The softmax function considers the information from ALL ELEMENTS.

Example for a deep neural net:

$ a=xw+b$ (a typical linear combination) <br>
$ y=softmax(a)$ (an activation function)

Given 4 elements in an input layer, 3 elements in a hidden layer, and 3 elements in an output layer:

$a_h = hw+b$ <br> 

Would give us an array of values, such as:

$ a = [-0.21,0.47,1.72]$

Using an activation method such as sigmoid, each element of the array would be fed into the sigmoid function:

$sigmoid(a) = [sigmoid(-0.21),sigmoid(0.47),sigmoid(1.72)]

Softmax is special. Each element in the output depends on the entire set of elements of the input.

$softmax(a) = \frac{e^{a_i}}{\sum_je^{a_j}}$

$ \sum_je^{a_j} = e^{-0.21}+e^{0.47}+e^{1.72} = 8$

$softmax(a) = [\frac{e^{-0.21}}{8},\frac{e^{0.47}}{8},\frac{e^{1.72}}{8}]$ 

$ y = [0.1,0.2,0.7]$ which is our output layer.

A key point about the softmax transformation is that the outputs are in the ranges between 0 and 1 and their sum is exactly 1.

Probabilities have exactly the same characteristics.

The softmax transformation transforms a bunch of arbitrarily large or small numbers into a valid probability distribution.

Softmax is often used as the activation of the output layer in classification problems.

## Backpropogation

The process of optimisation consisted of minimising the loss. Our updates were directly related to the partial derivatives of the loss and indirectly related to the errors, or deltas as we called them. 

The deltas were the differences between the targets and the observed outputs. 

Deltas for the hidden layers are tricker to define but they have a similar meaning. 

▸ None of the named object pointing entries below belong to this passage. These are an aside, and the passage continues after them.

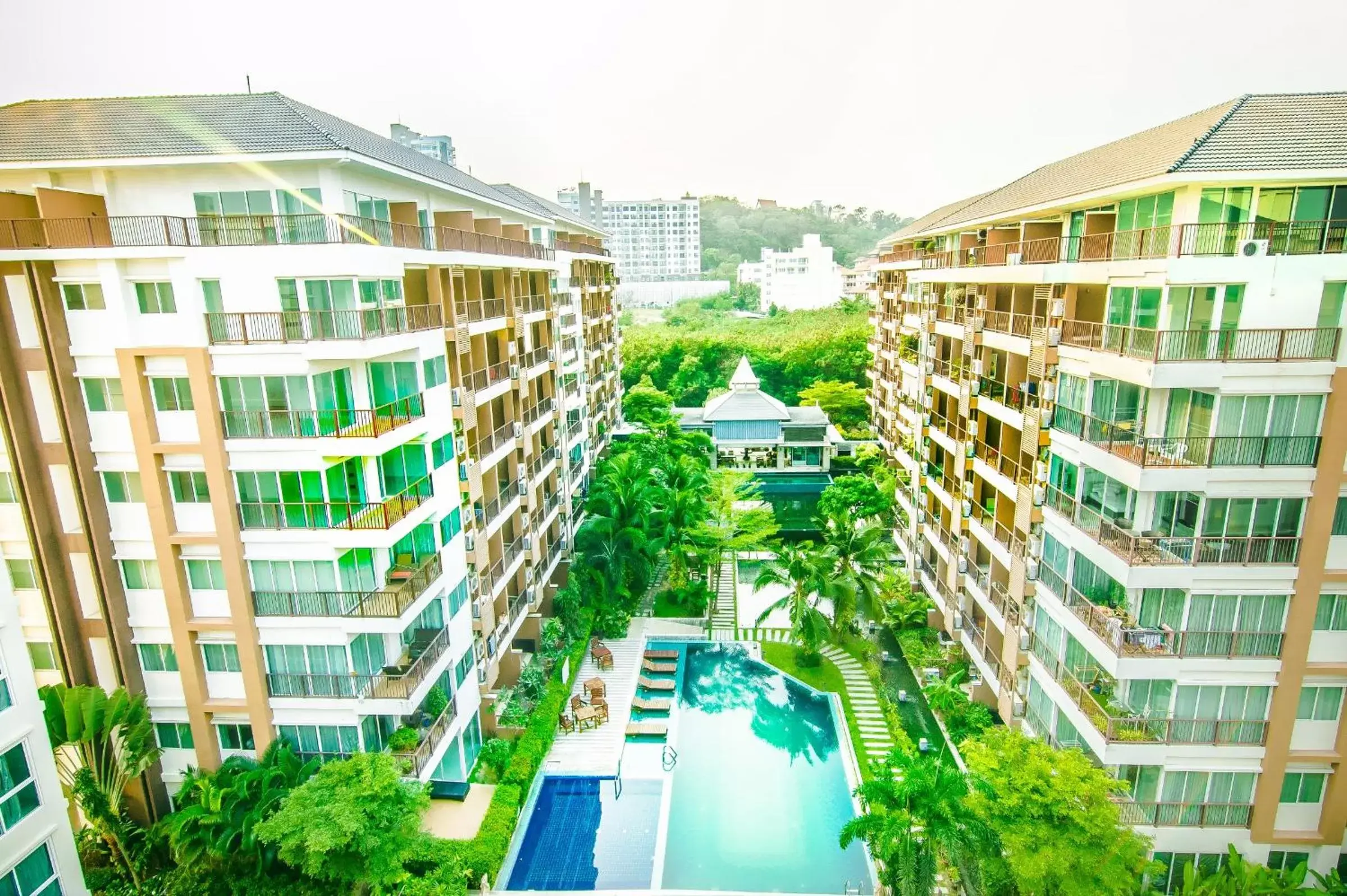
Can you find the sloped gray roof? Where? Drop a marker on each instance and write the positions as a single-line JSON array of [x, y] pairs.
[[207, 125], [545, 208], [1275, 131]]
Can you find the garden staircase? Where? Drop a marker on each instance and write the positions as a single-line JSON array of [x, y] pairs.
[[725, 615]]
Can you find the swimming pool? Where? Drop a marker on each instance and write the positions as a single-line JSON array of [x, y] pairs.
[[752, 803]]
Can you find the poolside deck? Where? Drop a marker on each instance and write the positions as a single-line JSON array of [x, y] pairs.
[[597, 751]]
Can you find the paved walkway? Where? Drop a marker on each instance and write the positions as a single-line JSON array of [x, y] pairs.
[[876, 742], [597, 751]]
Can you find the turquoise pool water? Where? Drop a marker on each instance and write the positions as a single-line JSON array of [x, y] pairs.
[[759, 792]]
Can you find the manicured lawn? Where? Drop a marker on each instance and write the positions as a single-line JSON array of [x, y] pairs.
[[823, 677]]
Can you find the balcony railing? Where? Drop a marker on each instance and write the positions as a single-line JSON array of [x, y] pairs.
[[1312, 344], [1184, 814], [251, 230], [1124, 441], [1177, 550], [337, 423], [395, 682], [245, 328], [390, 601], [335, 515]]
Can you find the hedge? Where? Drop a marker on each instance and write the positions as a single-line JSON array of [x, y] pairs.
[[456, 864]]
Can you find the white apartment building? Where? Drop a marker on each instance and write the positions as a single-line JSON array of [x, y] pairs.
[[1118, 391], [651, 240], [289, 398], [803, 278]]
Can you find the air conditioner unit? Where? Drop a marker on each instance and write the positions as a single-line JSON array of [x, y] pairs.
[[1253, 248]]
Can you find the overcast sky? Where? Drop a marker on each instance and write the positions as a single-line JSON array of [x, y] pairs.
[[885, 104]]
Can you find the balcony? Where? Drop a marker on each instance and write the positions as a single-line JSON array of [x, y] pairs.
[[395, 682], [1177, 550], [403, 587], [335, 515], [1122, 441], [248, 328], [339, 423], [1166, 347]]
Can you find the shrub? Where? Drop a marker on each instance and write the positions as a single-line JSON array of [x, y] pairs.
[[404, 740]]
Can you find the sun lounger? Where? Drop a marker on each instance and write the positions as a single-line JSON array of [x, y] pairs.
[[660, 705]]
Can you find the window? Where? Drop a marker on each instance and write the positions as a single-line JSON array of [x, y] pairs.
[[123, 488], [221, 658], [1341, 516], [156, 298], [211, 297], [42, 655], [103, 394], [83, 297], [1321, 704], [1303, 787], [189, 487], [442, 450], [1331, 615], [33, 876], [18, 789], [205, 576], [158, 658], [171, 392], [140, 574], [436, 371], [235, 736], [22, 573], [174, 735]]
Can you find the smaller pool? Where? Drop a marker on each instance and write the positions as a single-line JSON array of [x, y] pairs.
[[582, 836]]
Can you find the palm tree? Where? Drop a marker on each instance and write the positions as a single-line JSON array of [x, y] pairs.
[[102, 744], [915, 821], [807, 572], [865, 556]]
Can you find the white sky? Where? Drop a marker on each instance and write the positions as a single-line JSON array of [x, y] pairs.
[[888, 104]]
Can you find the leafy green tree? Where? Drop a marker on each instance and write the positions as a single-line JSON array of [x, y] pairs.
[[915, 821], [1054, 817], [842, 402], [102, 744], [807, 572], [353, 824]]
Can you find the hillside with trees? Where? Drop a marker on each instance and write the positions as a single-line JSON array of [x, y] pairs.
[[733, 232]]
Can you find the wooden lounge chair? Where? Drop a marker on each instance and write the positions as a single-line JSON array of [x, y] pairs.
[[660, 705]]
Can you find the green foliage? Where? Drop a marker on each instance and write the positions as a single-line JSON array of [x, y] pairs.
[[733, 232], [355, 822], [687, 358], [1052, 814]]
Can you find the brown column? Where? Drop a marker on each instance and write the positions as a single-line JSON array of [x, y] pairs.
[[1300, 624]]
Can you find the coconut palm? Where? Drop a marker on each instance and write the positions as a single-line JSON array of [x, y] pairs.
[[102, 744], [865, 554], [915, 822], [807, 572]]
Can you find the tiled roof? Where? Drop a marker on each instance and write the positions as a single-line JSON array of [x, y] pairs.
[[1273, 132], [543, 207], [207, 125]]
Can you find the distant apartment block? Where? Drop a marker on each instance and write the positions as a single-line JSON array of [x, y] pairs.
[[293, 436], [1120, 394], [803, 278], [440, 147], [651, 239]]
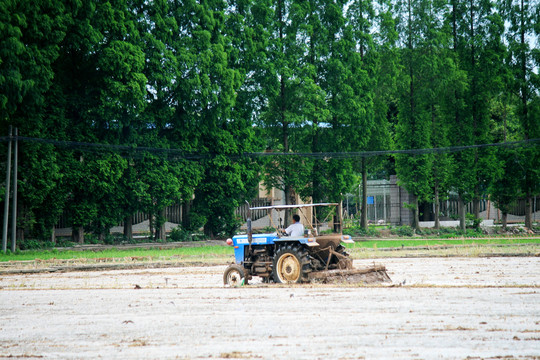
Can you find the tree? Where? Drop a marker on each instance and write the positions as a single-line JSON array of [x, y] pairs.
[[413, 129], [523, 17]]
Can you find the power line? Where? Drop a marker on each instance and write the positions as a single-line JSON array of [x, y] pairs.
[[178, 154]]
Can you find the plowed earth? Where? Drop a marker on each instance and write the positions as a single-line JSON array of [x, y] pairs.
[[449, 308]]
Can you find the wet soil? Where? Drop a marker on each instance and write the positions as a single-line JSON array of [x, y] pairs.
[[449, 308]]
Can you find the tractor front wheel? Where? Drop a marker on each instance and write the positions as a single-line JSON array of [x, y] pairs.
[[233, 275], [291, 265]]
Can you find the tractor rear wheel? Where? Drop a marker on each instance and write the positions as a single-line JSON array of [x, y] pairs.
[[291, 264], [233, 275]]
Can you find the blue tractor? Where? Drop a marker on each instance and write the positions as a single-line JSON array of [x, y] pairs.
[[281, 258]]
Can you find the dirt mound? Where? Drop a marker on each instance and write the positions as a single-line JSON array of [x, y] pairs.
[[374, 274]]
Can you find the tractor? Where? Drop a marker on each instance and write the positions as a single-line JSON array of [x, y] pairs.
[[277, 257]]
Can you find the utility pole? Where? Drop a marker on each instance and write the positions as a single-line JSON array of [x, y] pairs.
[[6, 203], [14, 213]]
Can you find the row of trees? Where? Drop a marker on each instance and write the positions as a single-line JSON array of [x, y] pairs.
[[221, 78]]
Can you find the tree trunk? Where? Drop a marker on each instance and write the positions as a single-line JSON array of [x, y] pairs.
[[161, 232], [151, 225], [416, 214], [476, 206], [186, 210], [128, 227], [77, 234], [363, 221], [461, 212], [437, 208]]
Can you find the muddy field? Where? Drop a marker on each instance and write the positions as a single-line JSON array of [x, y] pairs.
[[448, 308]]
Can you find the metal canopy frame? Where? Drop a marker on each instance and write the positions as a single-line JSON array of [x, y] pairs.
[[313, 227]]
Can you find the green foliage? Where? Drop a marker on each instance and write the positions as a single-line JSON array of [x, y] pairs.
[[180, 235], [473, 221], [223, 78]]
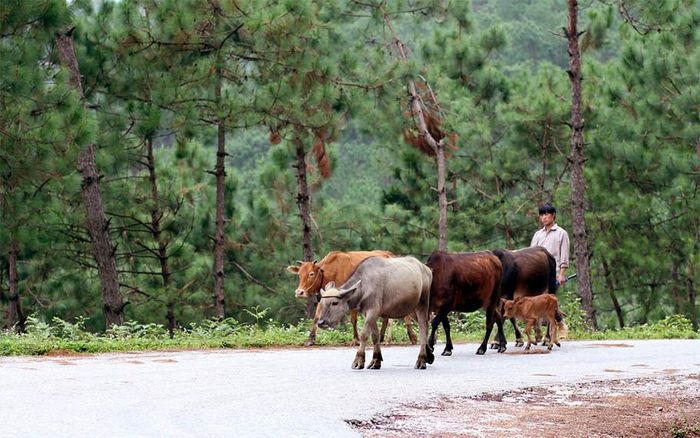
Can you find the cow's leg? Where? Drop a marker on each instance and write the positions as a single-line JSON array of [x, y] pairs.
[[553, 333], [518, 336], [386, 323], [448, 336], [433, 328], [390, 328], [491, 318], [312, 333], [353, 318], [359, 361], [528, 328], [422, 315], [409, 329], [500, 335], [376, 362]]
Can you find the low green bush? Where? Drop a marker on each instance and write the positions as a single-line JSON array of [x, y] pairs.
[[58, 336]]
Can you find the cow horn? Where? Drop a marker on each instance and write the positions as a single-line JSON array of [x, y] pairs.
[[351, 288], [331, 293]]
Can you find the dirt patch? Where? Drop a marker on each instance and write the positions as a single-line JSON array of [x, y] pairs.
[[651, 406]]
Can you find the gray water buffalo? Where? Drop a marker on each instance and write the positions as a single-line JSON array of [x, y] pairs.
[[389, 288]]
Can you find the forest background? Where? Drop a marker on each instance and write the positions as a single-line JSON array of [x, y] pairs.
[[230, 139]]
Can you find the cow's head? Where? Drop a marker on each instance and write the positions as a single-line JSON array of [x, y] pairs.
[[334, 304], [508, 307], [310, 278]]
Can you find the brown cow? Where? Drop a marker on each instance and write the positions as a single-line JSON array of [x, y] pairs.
[[527, 272], [532, 310], [336, 266], [465, 282]]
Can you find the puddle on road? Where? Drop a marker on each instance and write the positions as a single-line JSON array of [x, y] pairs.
[[63, 362]]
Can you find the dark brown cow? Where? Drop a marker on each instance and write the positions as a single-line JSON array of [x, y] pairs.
[[527, 272], [336, 266], [465, 282]]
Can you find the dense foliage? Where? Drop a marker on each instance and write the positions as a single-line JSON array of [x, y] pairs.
[[160, 78]]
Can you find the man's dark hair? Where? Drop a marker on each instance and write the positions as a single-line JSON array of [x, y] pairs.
[[547, 208]]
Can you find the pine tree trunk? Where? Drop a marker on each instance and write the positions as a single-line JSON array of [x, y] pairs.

The procedure for calculating the deltas in hidden layers is called backpropogation of errors. Having these deltas allows us to vary the parameters using the familiar update rule.

Forward propogation is the process of pushing inputs through the net. At the end of each epoch, the obtained outputs are compared to the targets to form the errors. Then we backpropogate through partial derivatives and change each parameter so errors at the next epoch are minimised.

For the minimal example, the backpropogation consisted of a single step: aligning the weights, given the errors we obtained. 

When we have a deep net, we must update all the weights related to the input layer and the hidden layers. However, as we have activation functions, we have to take them into account. Finally, to update the weights, we must calculate the difference between the outputs and the targets which is done for each layer. However, we have no targets for the hidden units, so we have no errors...

Backpropogation solves this problem of no errors for hidden layers. We must derive the appropriate updates as if we had targets. 

We can trace the contribution of each unit to the error of the output. 

Mathematically this process is rough.

Backpropogation is one of the biggest challenges for the speed of an algorithm.